OARS: Process-Aware Online Alignment for Generative Real-World Image Super-Resolution
This work addresses the perception-fidelity trade-off in image super-resolution for applications requiring high-quality visual outputs, representing a strong specific gain rather than a broad paradigm shift.
The paper tackles the challenge of aligning generative real-world image super-resolution models with human visual preferences by proposing OARS, a process-aware online alignment framework, which achieves state-of-the-art performance on Real-ISR benchmarks with consistent perceptual improvements while maintaining fidelity.
Aligning generative real-world image super-resolution models with human visual preference is challenging due to the perception--fidelity trade-off and diverse, unknown degradations. Prior approaches rely on offline preference optimization and static metric aggregation, which are often non-interpretable and prone to pseudo-diversity under strong conditioning.
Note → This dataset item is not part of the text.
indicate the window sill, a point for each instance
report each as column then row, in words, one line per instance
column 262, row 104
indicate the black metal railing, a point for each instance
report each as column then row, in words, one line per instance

We propose OARS, a process-aware online alignment framework built on COMPASS, a MLLM-based reward that evaluates the LR to SR transition by jointly modeling fidelity preservation and perceptual gain with an input-quality-adaptive trade-off. To train COMPASS, we curate COMPASS-20K spanning synthetic and real degradations, and introduce a three-stage perceptual annotation pipeline that yields calibrated, fine-grained training labels. Guided by COMPASS, OARS performs progressive online alignment from cold-start flow matching to full-reference and finally reference-free RL via shallow LoRA optimization for on-policy exploration. Extensive experiments and user studies demonstrate consistent perceptual improvements while maintaining fidelity, achieving state-of-the-art performance on Real-ISR benchmarks.